论文阅读:连续学习的最优控制方式
Original Paper: Optimal Protocols for Continual Learning via Statistical Physics and Control Theory
概述:本篇文章介绍了如何使用最优控制理论调整连续学习中的 Replay 任务、学习率使得最终的 generalization error 最低。
Introduction
Multi-Task Learning: Training a neural network on a series of tasks.
Catastrophic Forgetting: Multi-task learning can lead to catastrophic forgetting, where learning new tasks degrades performance on older ones.
Replay: Present the network with examples from the old tasks while training on the new one to minimize forgetting.
A Teacher-Student Framework
Teacher-Student Framework: Here we consider a teacher-student framework
Student: The student network is trained on synthetic inputs $\boldsymbol{x} \in \mathbb{R}^N$, drawn i.i.d. from a standard Gaussian distribution $x_i \sim \mathcal{N}(0, 1)$. It is a two-layer neural network with $K$ hidden units, first-layer weight $\boldsymbol{W} = (\boldsymbol{w}_1,\cdots,\boldsymbol{w}_K)^{\top} \in \mathbb{R}^{K \times N}$, activation function $g$, and second-layer weights $\boldsymbol{v} \in \mathbb{R}^K$. It outputs the prediction
$$ \hat{y}(\boldsymbol{x}; \boldsymbol{W}, \boldsymbol{v}) = \sum\limits_{k = 1}^K g \left( \frac{\boldsymbol{x} \cdot \boldsymbol{w}_k}{\sqrt{N}} \right). $$
Teacher: The labels for each task $t = 1,2,\cdots, T$ are generated by the teacher networks, $y^{(t)} = g_{\ast}(\boldsymbol{x} \cdot \boldsymbol{w}_{\ast}^{(t)}/\sqrt{N})$, where $\boldsymbol{W}_{\ast} = (\boldsymbol{w}_{\ast}^{(1)},\cdots,\boldsymbol{w}_{\ast}^{(T)})^{\top} \in \mathbb{R}^{T \times N}$ denote the corresponding teacher vectors, and $g_{\ast}$ the activation function.
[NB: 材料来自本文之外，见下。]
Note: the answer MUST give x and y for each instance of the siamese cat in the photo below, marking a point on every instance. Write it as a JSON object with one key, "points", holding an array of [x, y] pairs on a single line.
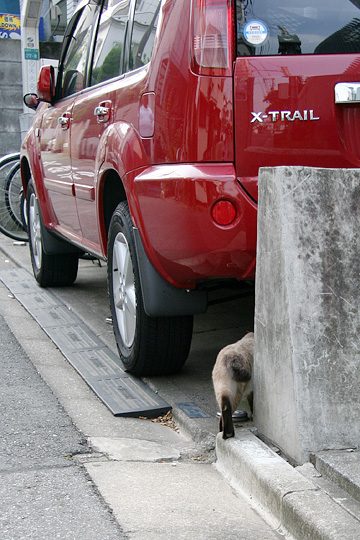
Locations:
{"points": [[232, 380]]}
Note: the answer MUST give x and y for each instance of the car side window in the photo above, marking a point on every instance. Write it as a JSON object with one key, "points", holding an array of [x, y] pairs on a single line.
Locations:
{"points": [[109, 51], [74, 65], [143, 32]]}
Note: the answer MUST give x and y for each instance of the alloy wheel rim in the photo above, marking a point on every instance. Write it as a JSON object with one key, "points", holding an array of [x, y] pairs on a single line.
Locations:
{"points": [[123, 284], [35, 230]]}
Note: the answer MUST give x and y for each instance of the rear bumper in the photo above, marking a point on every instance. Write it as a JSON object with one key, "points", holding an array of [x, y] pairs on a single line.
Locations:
{"points": [[171, 205]]}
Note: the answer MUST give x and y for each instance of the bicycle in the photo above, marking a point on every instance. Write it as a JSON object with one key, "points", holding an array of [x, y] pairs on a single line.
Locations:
{"points": [[12, 200]]}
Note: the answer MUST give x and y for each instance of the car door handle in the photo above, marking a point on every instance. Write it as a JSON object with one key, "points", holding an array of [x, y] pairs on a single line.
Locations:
{"points": [[103, 112], [347, 93], [64, 121]]}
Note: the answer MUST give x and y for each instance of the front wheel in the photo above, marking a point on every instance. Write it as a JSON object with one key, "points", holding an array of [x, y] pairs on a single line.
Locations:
{"points": [[147, 345], [50, 270]]}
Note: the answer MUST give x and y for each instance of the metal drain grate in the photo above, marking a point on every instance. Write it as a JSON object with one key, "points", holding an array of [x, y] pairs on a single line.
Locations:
{"points": [[101, 369]]}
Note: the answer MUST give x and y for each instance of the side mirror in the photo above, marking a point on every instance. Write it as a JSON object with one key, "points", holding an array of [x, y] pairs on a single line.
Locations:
{"points": [[46, 84], [32, 101]]}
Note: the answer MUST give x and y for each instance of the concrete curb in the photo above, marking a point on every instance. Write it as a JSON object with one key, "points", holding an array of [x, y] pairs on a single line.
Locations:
{"points": [[283, 494]]}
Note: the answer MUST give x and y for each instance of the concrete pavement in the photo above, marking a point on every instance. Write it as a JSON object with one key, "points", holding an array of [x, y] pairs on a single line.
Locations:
{"points": [[160, 492], [154, 481]]}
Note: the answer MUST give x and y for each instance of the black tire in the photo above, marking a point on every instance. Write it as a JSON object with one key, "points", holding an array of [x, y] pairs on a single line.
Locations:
{"points": [[146, 345], [50, 270]]}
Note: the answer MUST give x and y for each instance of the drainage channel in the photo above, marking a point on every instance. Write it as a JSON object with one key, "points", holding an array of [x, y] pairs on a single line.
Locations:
{"points": [[100, 368]]}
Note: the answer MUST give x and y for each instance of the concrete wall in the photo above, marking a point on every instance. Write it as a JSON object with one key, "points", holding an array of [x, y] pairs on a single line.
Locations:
{"points": [[10, 96], [307, 315]]}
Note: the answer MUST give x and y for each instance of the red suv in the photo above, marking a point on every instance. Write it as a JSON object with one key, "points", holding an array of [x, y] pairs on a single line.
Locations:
{"points": [[146, 146]]}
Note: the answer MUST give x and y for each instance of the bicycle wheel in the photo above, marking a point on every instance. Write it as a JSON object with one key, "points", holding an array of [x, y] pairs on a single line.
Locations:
{"points": [[14, 195], [11, 198]]}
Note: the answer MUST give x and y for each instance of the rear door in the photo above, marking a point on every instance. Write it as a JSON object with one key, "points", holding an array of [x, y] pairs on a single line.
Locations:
{"points": [[289, 106], [93, 113]]}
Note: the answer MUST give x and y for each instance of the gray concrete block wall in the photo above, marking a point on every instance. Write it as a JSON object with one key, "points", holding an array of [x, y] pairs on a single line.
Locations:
{"points": [[10, 95], [307, 316]]}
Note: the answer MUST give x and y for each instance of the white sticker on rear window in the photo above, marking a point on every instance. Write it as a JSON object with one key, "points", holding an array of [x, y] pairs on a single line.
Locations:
{"points": [[255, 32]]}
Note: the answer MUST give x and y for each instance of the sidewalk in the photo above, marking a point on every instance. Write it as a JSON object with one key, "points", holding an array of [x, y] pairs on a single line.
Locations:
{"points": [[43, 489], [137, 479], [159, 485]]}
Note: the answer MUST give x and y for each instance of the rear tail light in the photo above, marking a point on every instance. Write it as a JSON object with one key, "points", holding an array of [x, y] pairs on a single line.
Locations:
{"points": [[212, 37]]}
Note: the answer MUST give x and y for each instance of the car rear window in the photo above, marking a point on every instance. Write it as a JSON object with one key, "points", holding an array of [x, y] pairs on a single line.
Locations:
{"points": [[273, 27]]}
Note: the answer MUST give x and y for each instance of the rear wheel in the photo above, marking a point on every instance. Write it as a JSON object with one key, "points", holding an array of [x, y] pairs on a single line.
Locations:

Task-Dependent Weights: We allow for task-dependent readout weights $\boldsymbol{V} = (\boldsymbol{v}^{(1)},\cdots,\boldsymbol{v}^{(T)})^{\top} \in \mathbb{R}^{T \times K}$. Specifically, when the task $t$ is presented, the readout is switched to the corresponding task, the first-layer weights are shared across tasks.
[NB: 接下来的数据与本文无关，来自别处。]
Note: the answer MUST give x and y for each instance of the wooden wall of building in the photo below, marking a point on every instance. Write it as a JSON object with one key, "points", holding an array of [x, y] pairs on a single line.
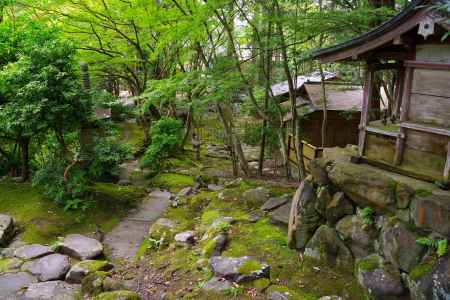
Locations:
{"points": [[342, 128]]}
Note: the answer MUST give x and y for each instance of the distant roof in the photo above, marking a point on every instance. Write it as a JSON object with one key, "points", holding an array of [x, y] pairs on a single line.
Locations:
{"points": [[338, 99], [282, 88], [401, 23]]}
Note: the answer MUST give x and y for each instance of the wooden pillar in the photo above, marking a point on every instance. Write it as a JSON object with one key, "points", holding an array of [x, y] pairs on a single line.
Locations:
{"points": [[400, 143], [367, 95], [447, 165], [400, 84]]}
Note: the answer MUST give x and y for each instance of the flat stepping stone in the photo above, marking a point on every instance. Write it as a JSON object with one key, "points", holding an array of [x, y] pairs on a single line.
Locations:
{"points": [[32, 251], [81, 247], [12, 283], [124, 240], [6, 229], [217, 284], [239, 269], [51, 290], [50, 267], [85, 267]]}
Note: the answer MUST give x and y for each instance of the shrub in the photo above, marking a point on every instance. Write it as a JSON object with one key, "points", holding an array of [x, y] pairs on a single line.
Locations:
{"points": [[166, 135]]}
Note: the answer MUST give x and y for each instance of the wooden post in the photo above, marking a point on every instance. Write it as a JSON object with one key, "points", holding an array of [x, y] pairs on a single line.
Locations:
{"points": [[406, 100], [447, 165], [368, 88]]}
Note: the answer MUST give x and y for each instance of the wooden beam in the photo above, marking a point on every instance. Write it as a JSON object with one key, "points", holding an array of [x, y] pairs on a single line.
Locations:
{"points": [[427, 65], [355, 51], [367, 94], [424, 128], [447, 165], [400, 142], [384, 132]]}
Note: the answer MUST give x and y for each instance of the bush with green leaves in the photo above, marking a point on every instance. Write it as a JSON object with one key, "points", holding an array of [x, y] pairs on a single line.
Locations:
{"points": [[166, 137]]}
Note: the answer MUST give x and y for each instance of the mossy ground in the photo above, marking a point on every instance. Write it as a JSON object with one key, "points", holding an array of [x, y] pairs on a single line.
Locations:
{"points": [[42, 221], [262, 240]]}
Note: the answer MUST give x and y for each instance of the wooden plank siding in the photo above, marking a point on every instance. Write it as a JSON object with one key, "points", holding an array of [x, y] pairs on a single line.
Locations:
{"points": [[310, 152]]}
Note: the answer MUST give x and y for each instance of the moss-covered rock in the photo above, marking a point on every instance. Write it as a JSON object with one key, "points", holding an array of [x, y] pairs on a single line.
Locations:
{"points": [[83, 268], [326, 246], [92, 284], [118, 295], [381, 281], [10, 265], [365, 187]]}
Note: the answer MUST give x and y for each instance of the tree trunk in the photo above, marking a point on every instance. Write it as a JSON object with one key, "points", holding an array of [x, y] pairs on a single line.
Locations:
{"points": [[24, 143], [324, 107], [292, 96]]}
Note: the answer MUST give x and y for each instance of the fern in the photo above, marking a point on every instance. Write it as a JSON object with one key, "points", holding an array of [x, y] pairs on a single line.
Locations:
{"points": [[442, 247]]}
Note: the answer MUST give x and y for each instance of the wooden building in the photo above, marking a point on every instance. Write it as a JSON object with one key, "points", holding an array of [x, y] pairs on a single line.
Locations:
{"points": [[415, 139], [343, 114]]}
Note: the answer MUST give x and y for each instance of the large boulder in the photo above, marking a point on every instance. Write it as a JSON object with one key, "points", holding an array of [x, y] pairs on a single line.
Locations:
{"points": [[400, 247], [326, 246], [50, 267], [359, 238], [318, 170], [33, 251], [303, 217], [280, 216], [365, 187], [432, 213], [217, 284], [83, 268], [52, 290], [381, 281], [6, 229], [118, 295], [430, 279], [81, 247], [239, 269], [324, 197], [339, 207], [12, 283], [256, 197]]}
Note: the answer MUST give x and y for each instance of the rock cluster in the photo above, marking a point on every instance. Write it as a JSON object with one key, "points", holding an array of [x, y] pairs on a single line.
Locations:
{"points": [[38, 272], [348, 214]]}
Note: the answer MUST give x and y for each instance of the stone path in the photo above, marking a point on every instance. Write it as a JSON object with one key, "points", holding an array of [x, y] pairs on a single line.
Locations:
{"points": [[124, 240]]}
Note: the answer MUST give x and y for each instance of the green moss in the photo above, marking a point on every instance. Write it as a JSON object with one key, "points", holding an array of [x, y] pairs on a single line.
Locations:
{"points": [[423, 193], [118, 295], [422, 269], [209, 216], [42, 221], [7, 264], [208, 248], [249, 266], [93, 265], [368, 264], [173, 182]]}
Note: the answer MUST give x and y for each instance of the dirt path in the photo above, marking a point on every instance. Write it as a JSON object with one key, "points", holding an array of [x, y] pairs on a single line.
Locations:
{"points": [[124, 240]]}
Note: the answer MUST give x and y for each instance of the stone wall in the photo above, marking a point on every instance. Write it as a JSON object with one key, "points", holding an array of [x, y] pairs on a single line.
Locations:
{"points": [[356, 215]]}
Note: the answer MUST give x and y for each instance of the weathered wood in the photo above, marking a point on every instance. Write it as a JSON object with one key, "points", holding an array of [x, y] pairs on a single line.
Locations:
{"points": [[432, 82], [367, 94], [427, 65], [394, 134], [400, 143], [447, 164], [430, 110], [424, 128], [437, 53], [353, 52], [399, 88], [380, 147]]}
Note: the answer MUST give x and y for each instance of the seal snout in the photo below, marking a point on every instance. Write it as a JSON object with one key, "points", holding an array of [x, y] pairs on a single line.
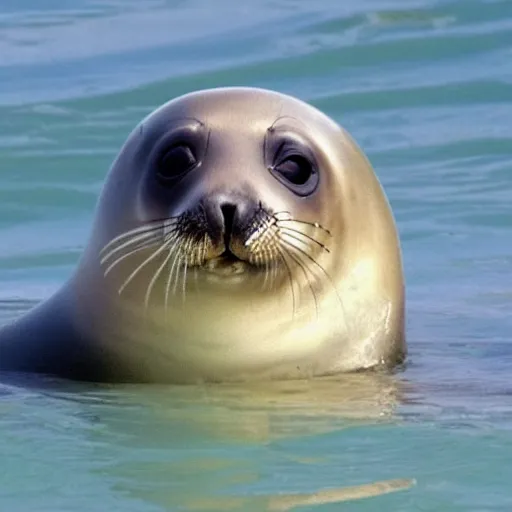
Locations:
{"points": [[226, 218], [228, 212]]}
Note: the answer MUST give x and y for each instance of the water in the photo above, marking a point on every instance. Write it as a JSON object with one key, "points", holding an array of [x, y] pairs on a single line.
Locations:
{"points": [[426, 90]]}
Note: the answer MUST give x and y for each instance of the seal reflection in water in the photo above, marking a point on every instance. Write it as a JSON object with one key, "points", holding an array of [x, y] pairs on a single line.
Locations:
{"points": [[241, 235]]}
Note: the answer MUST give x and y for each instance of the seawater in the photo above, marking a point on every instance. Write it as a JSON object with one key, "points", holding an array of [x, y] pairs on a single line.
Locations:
{"points": [[425, 87]]}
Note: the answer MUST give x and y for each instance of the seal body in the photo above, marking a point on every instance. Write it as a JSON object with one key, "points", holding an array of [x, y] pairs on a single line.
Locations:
{"points": [[241, 234]]}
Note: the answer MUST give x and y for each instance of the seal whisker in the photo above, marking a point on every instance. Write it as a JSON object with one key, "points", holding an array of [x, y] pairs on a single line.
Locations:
{"points": [[301, 251], [290, 278], [177, 250], [144, 245], [158, 251], [292, 233], [124, 245], [157, 274], [146, 229], [184, 273], [305, 222], [303, 267], [181, 269]]}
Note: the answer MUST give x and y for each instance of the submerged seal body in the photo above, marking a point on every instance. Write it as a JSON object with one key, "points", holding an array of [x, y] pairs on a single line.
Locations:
{"points": [[241, 234]]}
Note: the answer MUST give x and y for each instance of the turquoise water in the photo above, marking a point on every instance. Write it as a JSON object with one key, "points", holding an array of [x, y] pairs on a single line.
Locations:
{"points": [[427, 92]]}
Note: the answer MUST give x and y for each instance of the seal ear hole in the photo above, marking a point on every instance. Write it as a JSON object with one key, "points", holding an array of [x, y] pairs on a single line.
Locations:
{"points": [[175, 162]]}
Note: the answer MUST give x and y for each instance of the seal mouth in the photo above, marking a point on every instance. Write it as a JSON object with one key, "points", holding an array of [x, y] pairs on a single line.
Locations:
{"points": [[227, 264]]}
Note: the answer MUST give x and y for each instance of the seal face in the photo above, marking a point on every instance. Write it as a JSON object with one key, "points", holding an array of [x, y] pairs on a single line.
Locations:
{"points": [[241, 234]]}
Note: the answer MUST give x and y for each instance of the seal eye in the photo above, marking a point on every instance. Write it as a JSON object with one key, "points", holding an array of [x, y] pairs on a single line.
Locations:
{"points": [[297, 169], [176, 162]]}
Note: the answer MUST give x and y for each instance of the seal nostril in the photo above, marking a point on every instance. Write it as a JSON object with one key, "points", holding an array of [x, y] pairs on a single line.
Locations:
{"points": [[228, 214]]}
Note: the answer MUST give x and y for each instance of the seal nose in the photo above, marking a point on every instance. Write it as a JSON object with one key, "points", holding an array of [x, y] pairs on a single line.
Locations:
{"points": [[228, 211], [226, 214]]}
Generalization Error: The generalization error of the student on task $t$ is given by
$$ \varepsilon_t(\boldsymbol{W}, \boldsymbol{V}, \boldsymbol{W}_*) := \frac{1}{2} \left\langle \left( y^{(t)} - \hat{y}^{(t)} \right)^2 \right\rangle = \frac{1}{2} \mathbb{E}_{\boldsymbol{x}} \left[ \left( g_* \left( \frac{\boldsymbol{w}_*^{(t)} \cdot \boldsymbol{x}}{\sqrt{N}} \right) - \hat{y}(\boldsymbol{x}; \boldsymbol{W}, \boldsymbol{v}^{(t)}) \right)^2 \right]. $$
where $(\boldsymbol{x}, y^{(t)})$ is a sample, $\hat{y}^{(t)}$ is the prediction, the angular brackets $\langle \cdot \rangle$ denote the expectation over the input distribution.
Overlaps Variables: The above generalization error depends only through the preactivations
$$ \lambda_k := \frac{\boldsymbol{x} \cdot \boldsymbol{w}_k}{\sqrt{N}}, \quad k = 1, \ldots, K, \qquad \text{and} \qquad \lambda_*^{(t)} := \frac{\boldsymbol{x} \cdot \boldsymbol{w}_*^{(t)}}{\sqrt{N}}, \quad t = 1, \ldots, T. $$
They define jointly Gaussian variables with zero mean and second moments given by
$$ \begin{aligned} &M_{kt} := \mathbb{E}_{\boldsymbol{x}} \left[ \lambda_k \lambda_*^{(t)} \right] = \frac{\boldsymbol{w}_k \cdot \boldsymbol{w}_*^{(t)}}{N} , \\ &Q_{kh} := \mathbb{E}_{\boldsymbol{x}} \left[ \lambda_k \lambda_h \right] = \frac{\boldsymbol{w}_k \cdot \boldsymbol{w}_h}{N} , \\ &S_{tt’} := \mathbb{E}_{\boldsymbol{x}} \left[ \lambda_*^{(t)} \lambda_*^{(t’)} \right] = \frac{\boldsymbol{w}_*^{(t)} \cdot \boldsymbol{w}_*^{(t’)}}{N} , \end{aligned} $$
called overlaps in the statistical physics literature. Therefore, the dynamics of the generalization error is entirely captured by the evolution of the readouts $\boldsymbol{V}$ and the overlaps.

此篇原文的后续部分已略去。